Need For Speed ProStreet had a great cross section of machinery for the true car lover. Exotics, muscle cars, sports cars, luxury cars and sport compacts were all represented. Even some race cars snuck in like the Aston Martin DBR9.

I liked that there were different versions of similar cars in-game. Players could set up pairings that would please the most heated online car forum flame wars. What’s better at the drag strip, the BMW M3 E46 or the M3 E92? Care to pit a 2003 Mustang GT against a 2005 Mustang GT on a drift course? How many mods were needed to make the regular Integra outgun the Integra Type R around a racetrack?

Each car needed to be set up for a specific discipline. So that meant a player would eventually need four cars minimum; one for Drag, one for Drift, one for Grip, and one for Speed. A drag car could not be used as a grip car nor a drift car used in a speed event. I personally liked making cars that were out of their comfort zone for each specialty. The Plymouth Road Runner was my grip car. The McLaren F1 was my drag car, the Porsche 911 GT2 my drift car and the Subaru WRX STI my top speed car.  

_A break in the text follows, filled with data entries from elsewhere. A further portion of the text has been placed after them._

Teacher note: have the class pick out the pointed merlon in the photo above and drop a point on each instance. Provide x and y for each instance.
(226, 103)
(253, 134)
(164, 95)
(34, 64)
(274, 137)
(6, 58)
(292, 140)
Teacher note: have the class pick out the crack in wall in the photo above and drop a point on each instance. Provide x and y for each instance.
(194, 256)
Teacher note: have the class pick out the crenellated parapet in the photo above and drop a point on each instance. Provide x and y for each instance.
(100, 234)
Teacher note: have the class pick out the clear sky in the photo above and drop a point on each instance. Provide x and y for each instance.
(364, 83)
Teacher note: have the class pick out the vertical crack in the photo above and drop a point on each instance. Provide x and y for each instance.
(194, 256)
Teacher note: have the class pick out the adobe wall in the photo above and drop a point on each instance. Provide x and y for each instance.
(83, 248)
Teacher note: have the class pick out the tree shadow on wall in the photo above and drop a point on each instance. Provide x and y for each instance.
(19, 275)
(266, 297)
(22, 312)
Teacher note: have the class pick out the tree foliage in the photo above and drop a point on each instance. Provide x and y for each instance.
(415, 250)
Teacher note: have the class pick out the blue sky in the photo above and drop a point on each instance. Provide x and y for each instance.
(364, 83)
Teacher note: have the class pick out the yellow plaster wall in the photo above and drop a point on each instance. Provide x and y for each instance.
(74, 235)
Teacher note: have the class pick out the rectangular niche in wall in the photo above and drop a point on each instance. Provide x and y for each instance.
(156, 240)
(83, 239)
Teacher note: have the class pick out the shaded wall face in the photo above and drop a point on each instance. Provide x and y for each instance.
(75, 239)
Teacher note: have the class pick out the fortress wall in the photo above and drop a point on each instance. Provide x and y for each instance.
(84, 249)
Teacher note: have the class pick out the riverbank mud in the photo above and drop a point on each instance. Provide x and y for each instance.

NFS ProStreet vehicle customization was next level. Most car games still don’t offer the level of customization available in this game. Many parts could be upgraded, a trademark of the NFS Underground series, including widbody kits, headlights, wheels, etc.

But it was Autosculpt that was the real difference maker. It allowed players to manipulate the shape of the car’s body, hoods, wheels, rear spoilers and more. Players could make excessively wide tires and deep-dish wheels. Front bumper inlets could be adjusted for size. Hoods could be streamlined or set up like a cowl induction. By turning on the wind tunnel feature, players could see how these adjustments affected the car’s overall aerodynamics.

Mechanical vehicle adjustments were just as plentiful and had a direct effect on vehicle performance. This is what I loved about the game. A lot of people didn’t like ProStreet as it was missing staples from earlier Need for Speed titles like an open world map, police chases and illegal street races. But to me it was fantastic because it immersed the player in a grassroots tuner racing league. I really felt like I was bringing my high-priced machinery to the local circuit to test it and my skills against other novice racers. And for bonus points, this is the game that introduced me to the fantastic band TV on the Radio.

It may be a historical footnote to some in the world of NFS, but to me, it will always be a standout star.